On note l’allégement des programmes scolaires, suite à la diminution des heures de cours de l’enseignement. exigence de la protection contre la pandémie oblige. Avec la suppression, dans ce contexte, par le ministère de l’Education de livres et de thèmes.
Tout d’abord, présentons les œuvres, livres et thèmes qui ont été retirés de l’enseignement. Il s’agit de:
- Al-Machraa el-Akli (l’esprit rationnel) de Jahiz, en littérature.
- Rissalat al-Gofrane (l’épitre du pardon) d’al-Maarri, en littérature.
- La révolution de 1917, en Russie, en histoire.
- La question de l’esthétique et la question artistique, en Philosophie.
Comment juger ces suppressions d’enseignement pour les bacheliers tunisiens? Ne contredisent-elles pas l’esprit d’ouverture et de progrès, de la réforme du ministre de l’Education nationale, Mahmoud el-Messadi en 1958-1959?
En effet, ce grand auteur de la littérature arabe, avait répondu aux vœux du leader Habib Bourguiba. Son programme permettait de prendre possession de notre héritage culturel, de le restaurer. Mais aussi d’assurer les conditions de promotion du citoyen tunisien, par: la connaissance des différentes cultures du monde; l’étude de la pensée de progrès des grands savants musulmans; et le développement de l’esprit critique. Ainsi, les matières frappées aujourd’hui d’ostracisme étaient mises au programme de notre enseignement; et jusqu’à ce jour.

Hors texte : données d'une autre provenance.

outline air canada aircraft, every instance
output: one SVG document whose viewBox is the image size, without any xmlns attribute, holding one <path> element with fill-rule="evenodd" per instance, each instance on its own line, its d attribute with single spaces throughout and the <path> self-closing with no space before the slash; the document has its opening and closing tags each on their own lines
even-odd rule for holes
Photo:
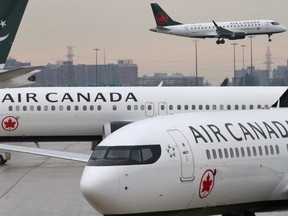
<svg viewBox="0 0 288 216">
<path fill-rule="evenodd" d="M 28 0 L 0 0 L 0 88 L 32 84 L 40 67 L 4 70 Z"/>
<path fill-rule="evenodd" d="M 268 108 L 286 89 L 287 87 L 0 89 L 0 142 L 95 141 L 96 145 L 118 128 L 153 116 Z M 0 163 L 3 162 L 5 160 L 0 155 Z"/>
<path fill-rule="evenodd" d="M 217 38 L 217 44 L 224 44 L 225 39 L 244 39 L 247 35 L 271 35 L 282 33 L 286 28 L 273 20 L 245 20 L 216 23 L 182 24 L 174 21 L 158 4 L 151 4 L 156 27 L 153 32 L 190 37 L 190 38 Z"/>
<path fill-rule="evenodd" d="M 287 116 L 287 108 L 158 116 L 115 131 L 90 159 L 62 155 L 88 161 L 81 192 L 103 215 L 255 216 L 288 210 Z"/>
</svg>

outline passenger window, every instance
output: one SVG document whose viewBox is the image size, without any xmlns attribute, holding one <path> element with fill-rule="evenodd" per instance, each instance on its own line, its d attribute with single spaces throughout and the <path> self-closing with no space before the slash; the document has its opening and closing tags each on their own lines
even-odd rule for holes
<svg viewBox="0 0 288 216">
<path fill-rule="evenodd" d="M 185 109 L 185 110 L 188 110 L 188 109 L 189 109 L 189 106 L 188 106 L 188 105 L 185 105 L 185 106 L 184 106 L 184 109 Z"/>
<path fill-rule="evenodd" d="M 130 111 L 131 110 L 131 105 L 127 106 L 127 110 Z"/>
<path fill-rule="evenodd" d="M 173 105 L 169 105 L 169 110 L 173 110 Z"/>
<path fill-rule="evenodd" d="M 53 106 L 51 106 L 51 110 L 52 111 L 55 111 L 56 110 L 56 107 L 53 105 Z"/>
<path fill-rule="evenodd" d="M 247 147 L 247 155 L 248 155 L 248 157 L 251 157 L 251 150 L 249 147 Z"/>
<path fill-rule="evenodd" d="M 222 104 L 220 105 L 220 110 L 224 110 L 224 106 Z"/>
<path fill-rule="evenodd" d="M 240 154 L 239 154 L 239 149 L 238 148 L 235 148 L 235 154 L 236 154 L 236 157 L 239 158 Z"/>
<path fill-rule="evenodd" d="M 94 106 L 90 105 L 90 111 L 93 111 L 93 110 L 94 110 Z"/>
<path fill-rule="evenodd" d="M 79 110 L 79 106 L 75 105 L 74 109 L 75 109 L 75 111 L 78 111 Z"/>
<path fill-rule="evenodd" d="M 192 110 L 196 110 L 196 106 L 195 105 L 192 105 Z"/>
<path fill-rule="evenodd" d="M 245 150 L 244 150 L 243 147 L 241 147 L 241 156 L 242 156 L 242 157 L 245 157 Z"/>
<path fill-rule="evenodd" d="M 276 146 L 275 146 L 275 149 L 276 149 L 276 154 L 278 154 L 278 155 L 279 155 L 279 154 L 280 154 L 279 146 L 278 146 L 278 145 L 276 145 Z"/>
<path fill-rule="evenodd" d="M 138 105 L 134 105 L 134 110 L 138 110 Z"/>
<path fill-rule="evenodd" d="M 272 145 L 270 145 L 270 152 L 271 152 L 271 155 L 274 155 L 274 148 Z"/>
<path fill-rule="evenodd" d="M 16 106 L 16 111 L 20 111 L 20 106 Z"/>
<path fill-rule="evenodd" d="M 262 151 L 262 147 L 261 146 L 258 147 L 258 151 L 259 151 L 259 155 L 262 156 L 263 155 L 263 151 Z"/>
<path fill-rule="evenodd" d="M 254 156 L 257 156 L 257 151 L 256 151 L 255 146 L 252 147 L 252 150 L 253 150 L 253 155 L 254 155 Z"/>
<path fill-rule="evenodd" d="M 235 105 L 235 110 L 239 110 L 239 105 Z"/>
<path fill-rule="evenodd" d="M 213 158 L 217 159 L 217 153 L 215 149 L 212 149 Z"/>
<path fill-rule="evenodd" d="M 30 111 L 34 111 L 34 106 L 30 106 Z"/>
<path fill-rule="evenodd" d="M 233 151 L 233 149 L 230 148 L 229 150 L 230 150 L 230 156 L 231 156 L 231 158 L 234 158 L 234 151 Z"/>
<path fill-rule="evenodd" d="M 212 107 L 213 110 L 217 110 L 217 106 L 214 104 Z"/>
<path fill-rule="evenodd" d="M 101 105 L 98 105 L 98 106 L 97 106 L 97 110 L 98 110 L 98 111 L 101 111 L 101 109 L 102 109 Z"/>
<path fill-rule="evenodd" d="M 206 105 L 206 110 L 209 110 L 210 109 L 210 106 L 209 105 Z"/>
<path fill-rule="evenodd" d="M 149 105 L 149 106 L 151 106 L 151 105 Z M 149 107 L 148 106 L 148 107 Z M 112 109 L 115 111 L 115 110 L 117 110 L 117 105 L 113 105 L 113 107 L 112 107 Z M 149 108 L 148 108 L 149 109 Z"/>
<path fill-rule="evenodd" d="M 84 105 L 84 106 L 83 106 L 83 111 L 86 111 L 86 110 L 87 110 L 87 106 Z"/>
<path fill-rule="evenodd" d="M 70 110 L 71 110 L 71 106 L 68 105 L 68 106 L 67 106 L 67 111 L 70 111 Z"/>
<path fill-rule="evenodd" d="M 59 106 L 59 110 L 63 111 L 63 106 L 62 105 Z"/>
<path fill-rule="evenodd" d="M 177 105 L 177 110 L 181 110 L 181 105 Z"/>
<path fill-rule="evenodd" d="M 44 106 L 44 111 L 48 111 L 48 106 L 47 105 Z"/>
<path fill-rule="evenodd" d="M 13 110 L 13 107 L 12 107 L 12 106 L 9 106 L 8 109 L 9 109 L 9 111 L 12 111 L 12 110 Z"/>
<path fill-rule="evenodd" d="M 37 106 L 37 111 L 41 111 L 41 106 Z"/>
<path fill-rule="evenodd" d="M 264 146 L 264 149 L 265 149 L 265 154 L 266 154 L 266 155 L 269 155 L 269 149 L 268 149 L 268 146 Z"/>
<path fill-rule="evenodd" d="M 141 105 L 141 110 L 144 110 L 145 109 L 145 106 L 144 105 Z"/>
<path fill-rule="evenodd" d="M 231 110 L 231 105 L 227 105 L 227 110 Z"/>
<path fill-rule="evenodd" d="M 153 154 L 152 154 L 151 149 L 149 149 L 149 148 L 145 149 L 144 148 L 144 149 L 141 149 L 141 151 L 142 151 L 142 157 L 143 157 L 144 162 L 149 160 L 150 158 L 152 158 Z"/>
<path fill-rule="evenodd" d="M 242 110 L 246 110 L 246 105 L 242 105 Z"/>
<path fill-rule="evenodd" d="M 206 157 L 208 160 L 211 159 L 211 154 L 210 154 L 210 151 L 208 149 L 206 150 Z"/>
<path fill-rule="evenodd" d="M 23 111 L 27 111 L 27 106 L 23 106 Z"/>
<path fill-rule="evenodd" d="M 165 110 L 165 105 L 161 105 L 161 110 Z"/>
<path fill-rule="evenodd" d="M 199 110 L 202 110 L 203 109 L 203 106 L 202 105 L 199 105 Z"/>
<path fill-rule="evenodd" d="M 218 155 L 219 155 L 219 158 L 223 158 L 223 154 L 222 154 L 222 150 L 221 149 L 218 149 Z"/>
<path fill-rule="evenodd" d="M 250 106 L 249 106 L 249 109 L 251 110 L 251 109 L 254 109 L 254 106 L 251 104 Z"/>
<path fill-rule="evenodd" d="M 228 150 L 226 148 L 224 149 L 224 155 L 225 155 L 225 158 L 229 157 Z"/>
</svg>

Al-Jahiz, précurseur de Darwin
Car, il faut rappeler la valeur des auteurs supprimés: Jahiz (776 – 867) est un écrivain, encyclopédiste et polygraphe arabe mutazilite. Auteur de plus de deux cents ouvrages dont plusieurs ont été traduits en français, en anglais et dans d’autres langues. Ayant étudié des textes de science et de philosophie traduits du grec, notamment les œuvres d’Aristote. Il réussit une synthèse entre la tradition avec des données de la pensée grecque. Erudit de la cour de Bagdad, il apporte un regard nouveau fondé sur l’observation et la raison.
Dans son Kitāb al-hayawān, il formula des idées préfigurant les thèses darwiniennes. « Les facteurs environnementaux influencent les organismes à développer de nouvelles caractéristiques pour assurer leur survie, les transformant ainsi en de nouvelles espèces… Les animaux qui survivent pour se reproduire peuvent transmettre leurs caractéristiques à leur progéniture. »
D’ailleurs, le discours élogieux de James Higham professeur à l’université de New York confirme l’importance du philosophe. Puisqu’il affirmait récemment: « J’ai été frappé, par la mesure dans laquelle Al-Jahiz semble avoir eu non seulement des idées évolutionnistes; mais aussi de nombreuses idées dont on pourrait dire qu’elles sont spécifiquement liées au processus d’évolution par sélection naturelle. »
Abul ʿAla Al-Maʿarri ou la pensée critique à l’honneur
Abul ʿAla Al-Maʿarri (973-1058) : Poète et philosophe arabe. Esprit libre et original. Ses œuvres se distinguent par sa volonté d’offrir une pensée critique, sans être à l’encontre du dogme. Son œuvre, la plus célèbre, la Risalat al-ghufran (Épître du pardon), est un « savoureux voyage de l’ouvrage dans l’au-delà, qui a su garder jusqu’à aujourd’hui un charme indéniable pour sa verve et son ironie » (dictionnaire Larousse).
Suppression d’auteurs de grande valeur dans l’enseignement
De fait, le ministère supprime les figures majeures de la littérature et de la pensée arabes; des œuvres qui assurent la promotion de l’esprit critique. La suppression du cours sur la révolution de 1917, révèle-il une volonté de fermer les frontières politiques et d’occulter tout débat idéologique? La remise en cause de l’esthétique et des questions artistiques, au programme du bac de Philosophie s’inspirerait d’un esprit protectionniste révolu.
Alors, le rétablissement des matières supprimées constitue une urgence. Dans notre aire menacée par un passéisme salafite, qui censurerait la gloire de la civilisation sous les Abbassides, qui étaient soucieux d’acquérir les œuvres étrangères et d’ouvrir des débats philosophiques et existentiels.